However, even when I disable the cache in Chrome I cannot recreate this behaviour, so it must relate to how the browsers handle their connections when refreshing.
Unfortunately this issue still isn't solved with Firefox. I actually moved the packet pools to an external SDRAM to be able to use very large pools (200 packets IP pool, 100 packets HTTP pool) but it does not help the problem. The pools are not getting depleted, the HTTP one only uses 1 or 2 packets in a normal use case.
On a typical case I'll see that Syn and Syn+Ack is sent but Ack (from the Browser) is not seen in Wireshark so the device keeps retransmitting Syn+Ack to the PC for "Maximum number of retries per packet" times. In other cases I see retransmissions of SYN from the browser. After waiting for some time the device usually becomes responsive again but I've also seen cases where it didn't recover.

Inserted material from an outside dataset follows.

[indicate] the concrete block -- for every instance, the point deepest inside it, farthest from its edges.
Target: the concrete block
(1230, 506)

For the packet pools I monitor the following usage:
"min ip packet buffer available": 149,
"max ip packet buffer available": 192,
"min http packet buffer available": 99,
"max http packet buffer available": 100,
Right now I'm trying the following settings in HTTP server:
As you can see I tried very large values of max connections and max number of queued transmit packets to support a larger number of connections. The browser makes up to 16 connections for all resources of the web page, not all at the same time though.

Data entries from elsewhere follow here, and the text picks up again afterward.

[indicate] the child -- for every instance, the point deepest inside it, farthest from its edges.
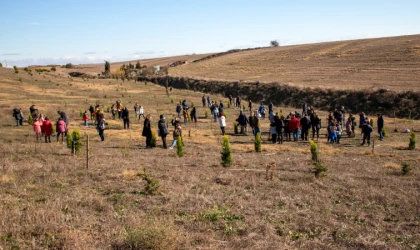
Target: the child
(61, 129)
(47, 129)
(86, 119)
(37, 129)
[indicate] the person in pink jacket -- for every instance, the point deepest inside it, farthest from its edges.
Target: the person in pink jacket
(37, 129)
(61, 128)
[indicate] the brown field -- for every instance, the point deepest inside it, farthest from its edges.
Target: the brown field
(391, 63)
(94, 69)
(49, 200)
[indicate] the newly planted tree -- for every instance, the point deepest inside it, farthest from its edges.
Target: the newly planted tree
(151, 187)
(319, 168)
(226, 152)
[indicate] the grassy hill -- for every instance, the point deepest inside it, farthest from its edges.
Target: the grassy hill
(49, 200)
(390, 63)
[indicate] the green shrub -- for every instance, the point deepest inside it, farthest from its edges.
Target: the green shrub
(179, 147)
(226, 152)
(30, 119)
(151, 187)
(412, 144)
(236, 127)
(257, 143)
(149, 235)
(320, 169)
(405, 168)
(153, 141)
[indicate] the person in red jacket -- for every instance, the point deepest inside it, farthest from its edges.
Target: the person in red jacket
(86, 119)
(294, 126)
(61, 128)
(47, 129)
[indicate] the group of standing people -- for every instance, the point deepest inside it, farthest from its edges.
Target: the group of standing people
(42, 126)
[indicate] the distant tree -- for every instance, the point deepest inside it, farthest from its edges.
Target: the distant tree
(274, 43)
(107, 67)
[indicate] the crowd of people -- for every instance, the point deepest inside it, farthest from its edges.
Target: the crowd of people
(293, 126)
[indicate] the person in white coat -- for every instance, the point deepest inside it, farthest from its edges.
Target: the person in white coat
(222, 122)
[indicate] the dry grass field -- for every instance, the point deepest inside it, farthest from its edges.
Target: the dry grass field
(94, 69)
(391, 63)
(49, 200)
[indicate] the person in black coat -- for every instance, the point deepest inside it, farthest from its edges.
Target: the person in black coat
(243, 121)
(163, 129)
(193, 114)
(279, 127)
(65, 119)
(316, 125)
(306, 124)
(126, 117)
(147, 132)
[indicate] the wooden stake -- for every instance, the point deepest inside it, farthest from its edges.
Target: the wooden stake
(87, 152)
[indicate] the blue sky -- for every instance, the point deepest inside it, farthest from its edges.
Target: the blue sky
(90, 31)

The problem seems to occur randomly but frequently. Firefox is working sometimes and I can refresh without problems but on other times it fails on the first attempt. Refreshing three times in quick succession is also leading to a reproducible problem.
Is it possible that the PC/Device gets confused by the device switching IPs before (because of DHCP and possibly a fallback to a static IP)? I don't really think so as the packets go to the correct IPs but who knows...
Any other ideas?